We have also examined originals or copies, certified or otherwise identified to our satisfaction, of such records of the Company and such agreements, certificates and receipts of public officials, certificates of officers or other representatives of the Company and others, and such other documents as we have deemed necessary or appropriate as a basis for the opinion stated below, including the facts and conclusions set forth in the Officer’s Certificate.

 

In our examination, we have assumed the genuineness of all signatures, including endorsements, the legal capacity and competency of all natural persons, the authenticity of all documents submitted to us as originals, the conformity to original documents of all documents submitted to us as facsimile, electronic, certified or photostatic copies, and the authenticity of the originals of such copies.  As to any facts relevant to the opinions stated herein that we did not independently establish or verify, we have relied upon statements and representations of officers and other representatives of the Company and others and of public officials.

 

In making our examination of executed documents, we have assumed that the parties thereto, other than the Company, had or will have the power, corporate or other, to enter into and perform all obligations thereunder and have also assumed the due authorization by all requisite action, corporate or other, and the execution and delivery by such parties of such documents and the validity and binding effect thereof on such parties.  The opinion set forth below is subject to the following further qualifications and assumptions that:

 

(a)         the Plan Shares will be issued in accordance with the terms of the Plan;

 



 

(b)         each award agreement setting forth the terms of each grant of stock options or other awards under the Plan (each an “Award Agreement”) is consistent with the Plan and has been duly authorized and validly executed and delivered by the parties thereto;

 

(c)          the consideration received by the Company for each Plan Share delivered pursuant to the Plan shall not be less than the par value of the Common Stock; and

 

(d)         the registrar and transfer agent for the Common Stock will duly register such issuance and countersign the stock certificates evidencing such Plan Shares and such stock certificates will conform to the specimen certificate examined by us.

 

Members of our firm are admitted to the practice of law in the State of Illinois, and we do not express any opinion as to the laws of any jurisdiction other than Delaware corporate law and we do not express any opinion as to the effect of any other laws on the opinions stated herein.
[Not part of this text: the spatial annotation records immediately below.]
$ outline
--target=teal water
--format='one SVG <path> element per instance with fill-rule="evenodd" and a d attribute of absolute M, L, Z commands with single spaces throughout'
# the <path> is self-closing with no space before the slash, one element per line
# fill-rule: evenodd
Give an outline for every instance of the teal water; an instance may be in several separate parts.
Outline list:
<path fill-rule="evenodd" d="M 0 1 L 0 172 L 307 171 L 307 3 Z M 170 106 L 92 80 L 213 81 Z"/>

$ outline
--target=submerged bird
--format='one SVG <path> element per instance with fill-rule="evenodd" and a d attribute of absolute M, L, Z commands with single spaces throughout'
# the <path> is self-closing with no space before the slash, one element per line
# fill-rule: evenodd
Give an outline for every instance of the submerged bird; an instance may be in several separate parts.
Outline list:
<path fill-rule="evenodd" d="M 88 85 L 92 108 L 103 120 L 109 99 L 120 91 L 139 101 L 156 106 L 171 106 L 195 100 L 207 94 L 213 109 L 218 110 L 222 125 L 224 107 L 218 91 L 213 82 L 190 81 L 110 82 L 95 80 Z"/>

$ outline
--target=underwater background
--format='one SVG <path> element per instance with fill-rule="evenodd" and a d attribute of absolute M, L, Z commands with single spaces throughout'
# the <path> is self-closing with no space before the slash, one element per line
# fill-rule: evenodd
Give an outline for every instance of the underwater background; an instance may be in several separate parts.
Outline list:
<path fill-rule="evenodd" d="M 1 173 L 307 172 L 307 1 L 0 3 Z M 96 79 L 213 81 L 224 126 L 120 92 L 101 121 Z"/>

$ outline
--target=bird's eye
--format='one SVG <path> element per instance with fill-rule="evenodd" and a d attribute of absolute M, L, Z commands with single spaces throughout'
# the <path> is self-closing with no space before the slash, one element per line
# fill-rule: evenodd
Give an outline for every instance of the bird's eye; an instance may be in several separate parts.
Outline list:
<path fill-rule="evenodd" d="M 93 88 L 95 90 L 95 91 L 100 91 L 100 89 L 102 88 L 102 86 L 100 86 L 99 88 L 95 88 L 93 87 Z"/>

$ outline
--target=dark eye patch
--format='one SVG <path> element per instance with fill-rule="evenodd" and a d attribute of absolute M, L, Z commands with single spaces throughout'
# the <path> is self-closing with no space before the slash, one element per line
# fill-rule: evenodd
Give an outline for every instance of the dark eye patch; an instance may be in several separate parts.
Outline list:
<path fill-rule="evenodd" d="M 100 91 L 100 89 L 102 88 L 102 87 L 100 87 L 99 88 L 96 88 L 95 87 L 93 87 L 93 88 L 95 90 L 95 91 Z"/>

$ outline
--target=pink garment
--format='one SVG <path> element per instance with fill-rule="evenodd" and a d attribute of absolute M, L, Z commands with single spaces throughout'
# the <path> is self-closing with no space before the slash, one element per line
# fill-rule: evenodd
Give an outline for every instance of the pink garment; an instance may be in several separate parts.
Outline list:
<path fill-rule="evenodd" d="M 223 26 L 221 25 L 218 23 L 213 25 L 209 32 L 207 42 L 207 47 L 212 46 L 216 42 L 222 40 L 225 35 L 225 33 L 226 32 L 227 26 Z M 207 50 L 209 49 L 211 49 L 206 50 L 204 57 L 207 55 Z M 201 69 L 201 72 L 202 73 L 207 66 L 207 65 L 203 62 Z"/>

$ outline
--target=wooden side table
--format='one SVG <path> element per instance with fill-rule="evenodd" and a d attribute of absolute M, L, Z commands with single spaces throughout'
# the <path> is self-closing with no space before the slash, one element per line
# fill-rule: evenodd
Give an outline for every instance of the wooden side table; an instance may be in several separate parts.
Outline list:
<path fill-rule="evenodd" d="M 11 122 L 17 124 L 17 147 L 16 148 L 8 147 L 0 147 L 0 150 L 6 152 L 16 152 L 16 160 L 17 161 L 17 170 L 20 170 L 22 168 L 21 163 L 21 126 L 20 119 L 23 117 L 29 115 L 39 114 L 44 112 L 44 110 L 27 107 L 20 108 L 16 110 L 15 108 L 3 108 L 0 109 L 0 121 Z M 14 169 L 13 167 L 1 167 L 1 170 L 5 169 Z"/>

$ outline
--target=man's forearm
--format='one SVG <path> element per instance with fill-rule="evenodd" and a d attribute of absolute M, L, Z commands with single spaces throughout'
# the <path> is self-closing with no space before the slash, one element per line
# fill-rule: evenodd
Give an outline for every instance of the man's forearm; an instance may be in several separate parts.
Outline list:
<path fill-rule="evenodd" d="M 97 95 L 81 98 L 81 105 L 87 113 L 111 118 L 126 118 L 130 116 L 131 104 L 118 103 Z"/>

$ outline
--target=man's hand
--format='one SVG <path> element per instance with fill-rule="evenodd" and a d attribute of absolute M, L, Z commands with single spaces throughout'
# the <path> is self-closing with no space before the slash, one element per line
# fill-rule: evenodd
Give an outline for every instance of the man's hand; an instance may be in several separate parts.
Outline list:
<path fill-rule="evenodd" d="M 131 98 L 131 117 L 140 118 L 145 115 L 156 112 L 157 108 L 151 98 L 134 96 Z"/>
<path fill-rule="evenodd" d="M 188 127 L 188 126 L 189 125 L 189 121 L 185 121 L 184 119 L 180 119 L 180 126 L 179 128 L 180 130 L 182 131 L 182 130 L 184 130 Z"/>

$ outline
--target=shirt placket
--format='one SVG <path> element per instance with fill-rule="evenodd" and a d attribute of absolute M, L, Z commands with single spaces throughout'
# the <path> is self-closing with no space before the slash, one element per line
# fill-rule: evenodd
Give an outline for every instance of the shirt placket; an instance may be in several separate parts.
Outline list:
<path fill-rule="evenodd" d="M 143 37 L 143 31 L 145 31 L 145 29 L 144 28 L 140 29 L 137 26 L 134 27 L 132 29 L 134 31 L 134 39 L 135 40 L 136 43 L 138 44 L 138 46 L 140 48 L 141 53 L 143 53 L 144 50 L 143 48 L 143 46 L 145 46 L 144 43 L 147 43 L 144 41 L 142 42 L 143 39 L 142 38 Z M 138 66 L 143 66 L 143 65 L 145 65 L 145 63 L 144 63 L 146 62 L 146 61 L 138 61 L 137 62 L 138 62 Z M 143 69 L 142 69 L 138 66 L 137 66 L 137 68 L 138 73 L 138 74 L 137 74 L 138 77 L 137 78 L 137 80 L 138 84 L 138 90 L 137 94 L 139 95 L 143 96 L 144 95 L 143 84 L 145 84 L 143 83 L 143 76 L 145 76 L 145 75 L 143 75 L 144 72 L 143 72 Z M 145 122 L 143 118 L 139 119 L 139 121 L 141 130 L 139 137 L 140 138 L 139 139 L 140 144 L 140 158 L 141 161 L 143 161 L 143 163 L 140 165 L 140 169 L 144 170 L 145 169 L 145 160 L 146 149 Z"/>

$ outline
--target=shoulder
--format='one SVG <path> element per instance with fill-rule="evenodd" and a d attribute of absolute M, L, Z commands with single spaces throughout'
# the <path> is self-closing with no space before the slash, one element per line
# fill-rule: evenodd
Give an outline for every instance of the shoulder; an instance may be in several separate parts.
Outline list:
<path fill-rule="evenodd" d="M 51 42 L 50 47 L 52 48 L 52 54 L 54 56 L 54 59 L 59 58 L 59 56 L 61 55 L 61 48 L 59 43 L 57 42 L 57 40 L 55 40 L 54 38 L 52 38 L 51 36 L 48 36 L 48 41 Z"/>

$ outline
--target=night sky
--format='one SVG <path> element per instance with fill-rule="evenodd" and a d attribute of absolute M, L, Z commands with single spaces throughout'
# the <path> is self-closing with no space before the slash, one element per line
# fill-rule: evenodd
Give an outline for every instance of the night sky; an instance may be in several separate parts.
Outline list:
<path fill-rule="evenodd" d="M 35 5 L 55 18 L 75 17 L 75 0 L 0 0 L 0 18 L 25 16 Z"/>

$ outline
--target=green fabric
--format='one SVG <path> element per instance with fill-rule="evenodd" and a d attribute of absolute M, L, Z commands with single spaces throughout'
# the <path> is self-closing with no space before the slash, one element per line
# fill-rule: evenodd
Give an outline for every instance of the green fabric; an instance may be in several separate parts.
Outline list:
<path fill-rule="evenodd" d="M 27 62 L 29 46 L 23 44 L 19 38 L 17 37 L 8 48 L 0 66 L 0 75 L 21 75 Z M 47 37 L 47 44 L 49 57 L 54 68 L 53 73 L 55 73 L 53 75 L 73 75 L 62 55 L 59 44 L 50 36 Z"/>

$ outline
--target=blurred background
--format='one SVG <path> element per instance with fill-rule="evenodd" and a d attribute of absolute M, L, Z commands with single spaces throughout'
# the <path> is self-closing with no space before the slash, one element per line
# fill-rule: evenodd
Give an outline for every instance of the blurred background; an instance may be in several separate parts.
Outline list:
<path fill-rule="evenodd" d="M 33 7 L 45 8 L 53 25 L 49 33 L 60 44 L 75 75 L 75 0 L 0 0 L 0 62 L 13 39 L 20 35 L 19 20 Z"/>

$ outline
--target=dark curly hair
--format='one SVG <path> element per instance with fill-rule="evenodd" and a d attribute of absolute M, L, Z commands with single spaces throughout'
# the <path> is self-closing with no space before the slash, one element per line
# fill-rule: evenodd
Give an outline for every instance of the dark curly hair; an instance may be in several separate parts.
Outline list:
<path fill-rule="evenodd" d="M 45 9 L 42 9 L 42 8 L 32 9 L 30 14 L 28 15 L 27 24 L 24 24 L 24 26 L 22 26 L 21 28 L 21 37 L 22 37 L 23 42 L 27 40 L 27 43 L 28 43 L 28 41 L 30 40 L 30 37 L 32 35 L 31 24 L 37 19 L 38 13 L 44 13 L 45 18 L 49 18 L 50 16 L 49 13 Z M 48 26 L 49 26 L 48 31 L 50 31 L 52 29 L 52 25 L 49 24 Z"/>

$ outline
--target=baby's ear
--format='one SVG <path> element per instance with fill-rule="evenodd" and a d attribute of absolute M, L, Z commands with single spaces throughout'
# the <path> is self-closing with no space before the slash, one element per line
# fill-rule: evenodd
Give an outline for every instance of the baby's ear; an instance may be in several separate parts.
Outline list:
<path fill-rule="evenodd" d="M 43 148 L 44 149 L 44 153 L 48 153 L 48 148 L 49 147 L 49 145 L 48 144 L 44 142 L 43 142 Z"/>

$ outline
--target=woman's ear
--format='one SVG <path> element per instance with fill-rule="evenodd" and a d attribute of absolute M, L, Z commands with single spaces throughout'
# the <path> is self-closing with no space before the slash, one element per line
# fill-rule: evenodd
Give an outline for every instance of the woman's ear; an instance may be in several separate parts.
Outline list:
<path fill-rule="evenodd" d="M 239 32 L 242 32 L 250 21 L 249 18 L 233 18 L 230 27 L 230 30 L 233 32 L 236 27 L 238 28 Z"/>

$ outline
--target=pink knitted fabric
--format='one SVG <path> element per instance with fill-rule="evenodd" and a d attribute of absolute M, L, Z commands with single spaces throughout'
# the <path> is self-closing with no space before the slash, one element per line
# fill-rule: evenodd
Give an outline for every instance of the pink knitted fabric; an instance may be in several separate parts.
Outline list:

The Plan Shares may be issued from time to time under the Plan and this opinion is limited to the laws as in effect on the date hereof, which laws are subject to change with possible retroactive effect.

 

Based on and subject to the qualifications and assumptions stated herein, we are of the opinion that the Plan Shares have been duly authorized for issuance by the Company and, when issued, delivered and paid for in accordance with the terms and conditions of the Plan and any applicable Award Agreement, the Plan Shares will be validly issued and, subject to the restrictions imposed by the Plan and any such Award Agreement, fully paid and non-assessable.

 

We hereby consent to the filing of this opinion with the Commission as an exhibit to the Registration Statement.  We also consent to the reference to our firm under the caption “Item 5. Interests of Named Experts and Counsel” in the Registration Statement.  In giving this consent, we do not thereby admit that we are included in the category of persons whose consent is required under Section 7 of the Act or the rules and regulations of the Commission. This opinion is expressed as of the date hereof unless otherwise expressly stated, and we disclaim any undertaking to advise you of any subsequent changes in the facts stated or assumed herein or of any subsequent changes in applicable laws.